The collateral consequences of conviction prevent so many people from moving on and creating new lives for themselves. These collateral consequences include additional civil and state penalties which continue to punish people long after they have paid their debt to society. JPI reports in Billion Dollar Divide that in 2010, 451,471 people in Virginia alone were disenfranchised. These penalties, mandated by statute, extend beyond voting rights and affect all areas of individuals’ lives:
  • Employment and business licensing
  • Housing
  • Education
  • Public benefits (unemployment insurance, Medicaid and Temporary Assistance to Needy Families)
  • Credits and loans
  • Immigration status
  • Parental rights
  • Interstate travel

These Americans receive a life sentence; day in and day out they must contend with collateral consequences that restrict their movements, activities and opportunities. The National Association of Criminal Defense Lawyers recently released a report entitled Collateral Damage: America’s Failure to Restore Rights and Status After Arrest or Conviction which states that “collateral consequences can be a criminal defendant’s most serious punishment, permanently relegating a person to second-class status.”
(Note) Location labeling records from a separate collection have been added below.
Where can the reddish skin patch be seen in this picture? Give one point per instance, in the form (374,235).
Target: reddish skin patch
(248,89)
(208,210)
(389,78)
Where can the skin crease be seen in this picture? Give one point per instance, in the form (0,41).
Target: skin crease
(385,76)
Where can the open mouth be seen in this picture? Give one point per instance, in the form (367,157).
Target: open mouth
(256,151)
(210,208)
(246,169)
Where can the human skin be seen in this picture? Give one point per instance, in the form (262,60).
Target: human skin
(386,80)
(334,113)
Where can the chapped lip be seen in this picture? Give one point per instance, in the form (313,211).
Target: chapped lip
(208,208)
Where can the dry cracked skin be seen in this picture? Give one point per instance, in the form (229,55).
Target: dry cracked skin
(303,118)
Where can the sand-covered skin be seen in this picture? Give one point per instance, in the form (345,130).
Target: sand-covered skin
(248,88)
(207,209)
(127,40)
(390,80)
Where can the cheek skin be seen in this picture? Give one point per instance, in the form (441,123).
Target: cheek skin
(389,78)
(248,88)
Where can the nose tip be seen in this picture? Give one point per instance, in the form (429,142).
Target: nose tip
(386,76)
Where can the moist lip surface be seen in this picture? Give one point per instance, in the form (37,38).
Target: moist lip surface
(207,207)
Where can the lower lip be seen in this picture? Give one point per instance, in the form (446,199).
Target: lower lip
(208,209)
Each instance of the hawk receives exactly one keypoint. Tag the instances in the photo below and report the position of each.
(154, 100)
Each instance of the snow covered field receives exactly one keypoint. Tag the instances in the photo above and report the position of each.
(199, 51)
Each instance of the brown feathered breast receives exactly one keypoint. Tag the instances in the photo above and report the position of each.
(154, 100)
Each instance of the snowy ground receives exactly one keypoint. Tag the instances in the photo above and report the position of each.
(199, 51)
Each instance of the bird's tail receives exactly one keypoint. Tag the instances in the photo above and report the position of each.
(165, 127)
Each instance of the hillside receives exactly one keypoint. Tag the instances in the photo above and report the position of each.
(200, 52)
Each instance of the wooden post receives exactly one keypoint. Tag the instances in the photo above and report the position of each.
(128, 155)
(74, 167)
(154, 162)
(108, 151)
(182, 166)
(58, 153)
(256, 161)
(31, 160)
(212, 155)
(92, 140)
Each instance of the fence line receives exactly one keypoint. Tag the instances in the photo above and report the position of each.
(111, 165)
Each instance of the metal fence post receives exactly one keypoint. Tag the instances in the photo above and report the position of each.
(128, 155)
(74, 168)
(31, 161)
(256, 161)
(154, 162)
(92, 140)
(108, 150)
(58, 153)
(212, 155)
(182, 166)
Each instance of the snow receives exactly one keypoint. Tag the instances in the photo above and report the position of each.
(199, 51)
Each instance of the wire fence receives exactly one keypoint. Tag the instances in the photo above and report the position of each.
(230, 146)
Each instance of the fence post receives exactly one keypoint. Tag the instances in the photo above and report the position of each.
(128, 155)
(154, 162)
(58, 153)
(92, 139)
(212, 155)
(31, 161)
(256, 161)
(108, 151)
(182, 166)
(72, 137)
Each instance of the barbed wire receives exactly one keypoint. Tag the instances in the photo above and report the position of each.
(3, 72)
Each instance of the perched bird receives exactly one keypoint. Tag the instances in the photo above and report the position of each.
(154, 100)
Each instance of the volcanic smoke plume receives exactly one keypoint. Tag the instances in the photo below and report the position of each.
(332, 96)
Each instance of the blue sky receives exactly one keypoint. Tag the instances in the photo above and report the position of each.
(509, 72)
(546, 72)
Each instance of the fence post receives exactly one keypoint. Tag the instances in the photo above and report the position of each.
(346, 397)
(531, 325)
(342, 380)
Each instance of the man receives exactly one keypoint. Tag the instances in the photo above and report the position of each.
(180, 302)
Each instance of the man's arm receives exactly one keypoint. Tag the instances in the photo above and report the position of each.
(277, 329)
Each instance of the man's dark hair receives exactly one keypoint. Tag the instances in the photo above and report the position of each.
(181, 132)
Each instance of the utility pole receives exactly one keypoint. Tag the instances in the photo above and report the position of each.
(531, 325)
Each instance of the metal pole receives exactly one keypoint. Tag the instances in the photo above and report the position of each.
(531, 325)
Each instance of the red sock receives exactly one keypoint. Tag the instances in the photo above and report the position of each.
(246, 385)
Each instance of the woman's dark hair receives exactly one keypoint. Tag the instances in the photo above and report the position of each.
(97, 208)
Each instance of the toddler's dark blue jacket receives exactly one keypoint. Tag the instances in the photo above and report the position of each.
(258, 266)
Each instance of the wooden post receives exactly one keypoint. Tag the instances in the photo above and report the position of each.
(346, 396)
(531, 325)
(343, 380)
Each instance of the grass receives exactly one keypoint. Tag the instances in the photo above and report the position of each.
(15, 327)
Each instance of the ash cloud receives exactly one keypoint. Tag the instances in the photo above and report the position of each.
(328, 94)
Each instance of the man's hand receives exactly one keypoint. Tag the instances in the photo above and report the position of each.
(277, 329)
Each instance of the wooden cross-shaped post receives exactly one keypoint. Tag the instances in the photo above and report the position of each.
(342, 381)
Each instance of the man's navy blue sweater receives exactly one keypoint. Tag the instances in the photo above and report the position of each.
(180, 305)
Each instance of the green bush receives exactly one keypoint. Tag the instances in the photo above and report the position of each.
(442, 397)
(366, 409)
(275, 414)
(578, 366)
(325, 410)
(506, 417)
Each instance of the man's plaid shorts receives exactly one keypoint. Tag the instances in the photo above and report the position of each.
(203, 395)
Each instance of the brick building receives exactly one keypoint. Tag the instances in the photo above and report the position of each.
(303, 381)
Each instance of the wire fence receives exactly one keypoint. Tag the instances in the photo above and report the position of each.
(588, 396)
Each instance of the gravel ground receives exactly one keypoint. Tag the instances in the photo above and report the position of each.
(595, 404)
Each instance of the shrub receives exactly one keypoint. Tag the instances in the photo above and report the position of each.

What we need is the ability to forgive and forget. As Mahatma Gandhi said, “Freedom is not worth having if it does not include the freedom to make mistakes.” All around us are people who have made a mistake, in some cases a serious mistake or multiple ones, but they have done their time and have come out hoping to begin anew. Nevertheless, our society will not let them leave the past in the past. The NACDL declares, “It is time to celebrate the magnificent human potential for growth and redemption. It is time to move from the era of collateral consequences to the era of restoration of rights and status.”

We cannot truthfully call our nation the land of the free until we reduce the collateral consequences connected to criminal convictions and liberate millions of people from this devastating condition.

Hope DeLap is a JPI intern. She is a rising senior studying criminology, law and society at the University of California, Irvine.